DETAILED DESCRIPTION OF THE INVENTION

[0001]

BACKGROUND OF THE INVENTION 1. Field of the Invention The present invention relates to a furnace for melting a long aluminum alloy waste material such as a bar used in a window sash.

[0002]

2. Description of the Related Art Conventionally, this type of melting furnace is disclosed in
No. 156378 discloses that the inside of the furnace is divided into a molten metal storage section and a molten material charging section, and the molten metal in the molten metal storage section flows into the molten material charging section. The molten metal in the portion is swirled by a moving magnetic field generator (electromagnetic stirrer) provided on the bottom wall.

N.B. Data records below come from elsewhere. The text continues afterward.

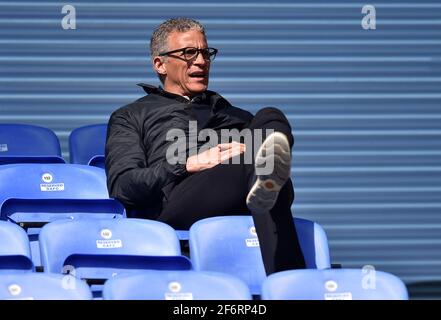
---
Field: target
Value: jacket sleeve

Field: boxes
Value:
[106,107,187,207]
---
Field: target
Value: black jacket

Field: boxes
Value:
[105,84,253,219]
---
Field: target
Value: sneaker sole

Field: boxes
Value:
[246,132,291,213]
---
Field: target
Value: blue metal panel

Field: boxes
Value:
[0,0,441,297]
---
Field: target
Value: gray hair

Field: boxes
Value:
[150,18,205,83]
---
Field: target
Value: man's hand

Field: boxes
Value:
[186,141,246,172]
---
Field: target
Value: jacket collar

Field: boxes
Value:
[138,83,231,112]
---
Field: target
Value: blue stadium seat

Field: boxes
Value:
[0,221,34,273]
[262,269,408,300]
[40,219,191,280]
[0,273,92,300]
[103,270,252,300]
[0,164,125,224]
[0,164,125,266]
[0,124,65,164]
[69,124,107,168]
[190,216,331,294]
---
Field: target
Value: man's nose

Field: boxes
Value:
[193,52,208,65]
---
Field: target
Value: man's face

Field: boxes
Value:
[160,30,210,97]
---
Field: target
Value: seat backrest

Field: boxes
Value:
[262,268,408,300]
[0,124,62,164]
[0,164,109,204]
[0,221,34,273]
[0,273,92,300]
[103,270,251,300]
[69,124,107,164]
[189,216,330,294]
[39,219,191,279]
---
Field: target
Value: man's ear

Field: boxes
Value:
[153,56,167,76]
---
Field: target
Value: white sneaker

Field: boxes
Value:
[247,132,291,214]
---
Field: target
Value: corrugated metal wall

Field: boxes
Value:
[0,0,441,298]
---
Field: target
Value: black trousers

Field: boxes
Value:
[158,108,305,274]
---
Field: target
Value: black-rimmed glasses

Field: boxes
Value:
[159,47,217,61]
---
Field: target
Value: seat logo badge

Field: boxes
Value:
[41,172,54,183]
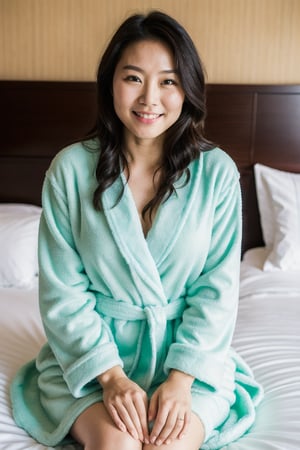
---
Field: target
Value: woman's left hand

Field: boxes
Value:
[148,370,194,445]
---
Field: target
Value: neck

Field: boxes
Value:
[124,133,162,170]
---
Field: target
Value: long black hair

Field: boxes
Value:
[89,11,213,218]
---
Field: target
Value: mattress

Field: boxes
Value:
[0,249,300,450]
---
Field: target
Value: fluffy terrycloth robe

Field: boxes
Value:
[11,144,261,449]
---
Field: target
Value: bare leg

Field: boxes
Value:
[71,403,142,450]
[143,413,205,450]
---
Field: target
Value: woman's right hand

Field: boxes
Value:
[98,366,149,443]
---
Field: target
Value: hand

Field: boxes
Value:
[148,370,194,445]
[98,366,150,443]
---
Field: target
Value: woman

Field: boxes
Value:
[12,12,261,450]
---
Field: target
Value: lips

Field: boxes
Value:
[133,111,162,120]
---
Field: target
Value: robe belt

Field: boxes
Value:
[97,295,186,387]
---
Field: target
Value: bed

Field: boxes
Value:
[0,81,300,450]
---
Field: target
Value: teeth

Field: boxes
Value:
[136,112,159,119]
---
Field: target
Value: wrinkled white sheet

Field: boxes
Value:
[0,249,300,450]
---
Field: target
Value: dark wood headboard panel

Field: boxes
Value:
[0,81,300,250]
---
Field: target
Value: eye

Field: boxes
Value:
[162,78,178,86]
[125,75,141,83]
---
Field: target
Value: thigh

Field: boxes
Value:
[143,413,205,450]
[70,402,142,450]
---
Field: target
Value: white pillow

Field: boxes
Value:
[0,203,42,288]
[254,164,300,270]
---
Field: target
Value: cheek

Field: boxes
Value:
[166,93,184,114]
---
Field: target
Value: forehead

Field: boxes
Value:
[116,40,175,70]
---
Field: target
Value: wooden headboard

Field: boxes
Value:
[0,81,300,251]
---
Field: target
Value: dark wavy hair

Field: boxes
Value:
[89,11,213,219]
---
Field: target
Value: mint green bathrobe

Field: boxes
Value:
[11,144,261,449]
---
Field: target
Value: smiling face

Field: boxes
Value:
[113,40,184,149]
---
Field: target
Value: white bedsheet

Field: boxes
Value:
[0,249,300,450]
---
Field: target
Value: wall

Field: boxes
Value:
[0,0,300,84]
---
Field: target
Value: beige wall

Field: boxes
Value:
[0,0,300,83]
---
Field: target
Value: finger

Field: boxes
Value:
[178,412,191,439]
[118,403,143,440]
[163,414,186,445]
[152,411,183,445]
[148,393,158,422]
[134,396,150,444]
[106,404,127,433]
[150,409,170,445]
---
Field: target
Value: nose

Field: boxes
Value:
[139,82,159,106]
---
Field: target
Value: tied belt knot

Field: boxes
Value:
[97,295,186,387]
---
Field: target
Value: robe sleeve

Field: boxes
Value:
[165,169,242,389]
[39,172,123,397]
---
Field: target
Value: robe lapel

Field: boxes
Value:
[147,156,201,268]
[103,157,200,305]
[103,177,167,305]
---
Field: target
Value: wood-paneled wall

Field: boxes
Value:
[0,0,300,84]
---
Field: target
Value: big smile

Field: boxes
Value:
[133,111,162,120]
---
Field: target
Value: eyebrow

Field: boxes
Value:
[123,64,178,75]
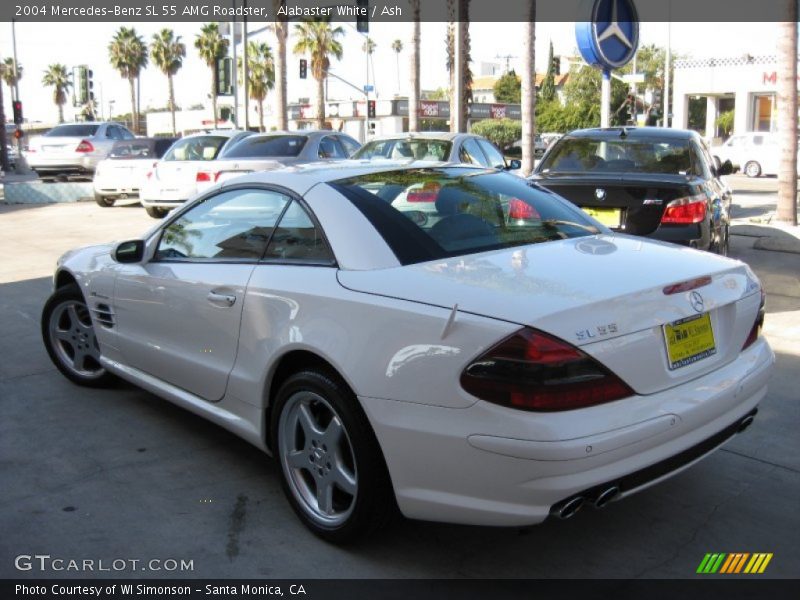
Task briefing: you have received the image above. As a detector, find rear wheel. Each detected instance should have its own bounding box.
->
[744,160,761,177]
[94,192,114,208]
[271,370,395,543]
[42,284,114,387]
[144,206,169,219]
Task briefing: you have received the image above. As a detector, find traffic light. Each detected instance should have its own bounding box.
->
[356,0,369,33]
[12,100,22,125]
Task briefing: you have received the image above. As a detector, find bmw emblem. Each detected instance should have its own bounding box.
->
[689,292,705,313]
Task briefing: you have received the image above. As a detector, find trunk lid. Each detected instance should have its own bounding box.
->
[535,174,703,235]
[339,235,758,394]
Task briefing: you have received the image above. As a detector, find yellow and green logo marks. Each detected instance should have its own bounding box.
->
[697,552,772,575]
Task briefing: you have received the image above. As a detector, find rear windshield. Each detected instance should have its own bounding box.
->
[164,135,228,160]
[44,123,100,137]
[537,137,692,175]
[330,167,600,264]
[223,135,308,158]
[353,139,453,161]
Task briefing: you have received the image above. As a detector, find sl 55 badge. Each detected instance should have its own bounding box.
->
[575,323,619,342]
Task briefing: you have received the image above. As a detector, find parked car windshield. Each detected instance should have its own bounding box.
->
[353,138,453,161]
[330,167,601,264]
[220,135,308,158]
[44,123,100,137]
[537,137,692,175]
[163,135,228,160]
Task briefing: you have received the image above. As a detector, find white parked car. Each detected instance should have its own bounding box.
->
[92,138,175,207]
[139,129,252,219]
[42,161,774,542]
[711,131,800,177]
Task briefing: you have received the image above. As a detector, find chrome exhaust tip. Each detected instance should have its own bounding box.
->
[552,496,586,520]
[592,485,619,508]
[738,415,755,433]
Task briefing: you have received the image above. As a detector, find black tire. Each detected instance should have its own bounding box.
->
[41,284,116,387]
[270,370,396,544]
[94,192,114,208]
[744,160,761,177]
[144,206,169,219]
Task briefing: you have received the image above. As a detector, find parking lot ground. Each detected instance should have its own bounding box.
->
[0,203,800,579]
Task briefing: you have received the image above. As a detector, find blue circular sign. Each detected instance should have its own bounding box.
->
[575,0,639,70]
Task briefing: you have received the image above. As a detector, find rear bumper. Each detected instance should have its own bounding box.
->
[360,338,775,526]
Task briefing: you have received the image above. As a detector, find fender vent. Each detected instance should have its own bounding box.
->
[92,304,114,329]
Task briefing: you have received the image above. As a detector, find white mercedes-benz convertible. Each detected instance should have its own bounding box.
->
[42,161,774,542]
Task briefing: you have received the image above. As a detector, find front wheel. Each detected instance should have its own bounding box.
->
[744,160,761,177]
[42,284,114,387]
[271,370,395,543]
[144,206,169,219]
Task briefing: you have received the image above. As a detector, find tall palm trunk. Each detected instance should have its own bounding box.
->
[211,66,217,129]
[167,74,178,136]
[128,77,139,135]
[776,11,797,225]
[522,8,536,177]
[408,0,420,131]
[314,77,325,129]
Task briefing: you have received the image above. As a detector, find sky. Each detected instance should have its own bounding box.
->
[0,22,777,122]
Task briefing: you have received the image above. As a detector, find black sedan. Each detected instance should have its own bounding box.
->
[531,127,732,255]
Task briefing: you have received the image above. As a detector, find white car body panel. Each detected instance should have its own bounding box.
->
[51,164,775,525]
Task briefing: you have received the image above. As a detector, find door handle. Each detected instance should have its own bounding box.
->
[207,290,236,307]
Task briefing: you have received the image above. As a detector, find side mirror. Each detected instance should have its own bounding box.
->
[717,160,733,176]
[111,240,144,263]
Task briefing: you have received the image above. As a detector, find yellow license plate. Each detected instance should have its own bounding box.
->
[583,206,622,229]
[664,313,717,371]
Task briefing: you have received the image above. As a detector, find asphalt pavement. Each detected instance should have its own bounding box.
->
[0,192,800,578]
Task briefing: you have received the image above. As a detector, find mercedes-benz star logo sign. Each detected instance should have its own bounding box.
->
[689,292,705,312]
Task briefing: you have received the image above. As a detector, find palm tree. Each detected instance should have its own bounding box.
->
[150,29,186,135]
[521,0,536,177]
[108,27,147,133]
[273,0,289,131]
[408,0,420,131]
[42,63,72,123]
[776,13,797,225]
[294,21,344,129]
[247,42,275,131]
[194,23,228,127]
[392,40,403,94]
[0,56,22,100]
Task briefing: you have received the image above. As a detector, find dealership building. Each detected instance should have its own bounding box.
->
[672,55,792,139]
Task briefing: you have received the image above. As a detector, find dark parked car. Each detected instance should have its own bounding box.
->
[531,127,732,255]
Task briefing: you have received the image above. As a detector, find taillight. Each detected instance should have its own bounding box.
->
[661,194,707,225]
[742,288,767,350]
[75,140,94,152]
[461,327,634,412]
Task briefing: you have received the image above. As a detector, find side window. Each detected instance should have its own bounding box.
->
[458,138,489,167]
[264,201,333,264]
[155,189,291,262]
[319,136,347,158]
[478,140,506,169]
[339,135,360,157]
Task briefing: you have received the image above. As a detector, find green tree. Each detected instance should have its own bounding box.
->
[150,29,186,135]
[539,41,556,102]
[42,63,72,123]
[108,27,147,133]
[472,119,522,150]
[294,21,344,129]
[494,69,522,104]
[194,23,228,126]
[0,56,22,100]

The above moving magnetic field generator is provided on the bottom wall of the molten material charging section. The moving magnetic field generating apparatus is provided on the side wall so as to cover the outer wall thereof, and is further provided on the inner peripheral surface of the molten material charging section. By providing the projections, the spirally-wound molten metal travels up the inner peripheral surface and climbs up, and the rising hot water is blocked by the projections and falls so as to rain, and the aluminum falling from the input port is crushed. There has been proposed a method in which a molten material is showered on waste material to speed up the melting and prevent oxidation due to high temperature.

[0004]

By the way, there is a demand for a method of using a furnace having the above structure, in which a long material such as a sash bar for a window is directly charged and melted, not limited to a crushed material. However, if melting is performed in a furnace of this type, the processing speed can be increased rapidly. However, when the furnace is put in a long state, there is a problem that the inner surface of the furnace is shaved at the lower end of the long material and wear is accelerated.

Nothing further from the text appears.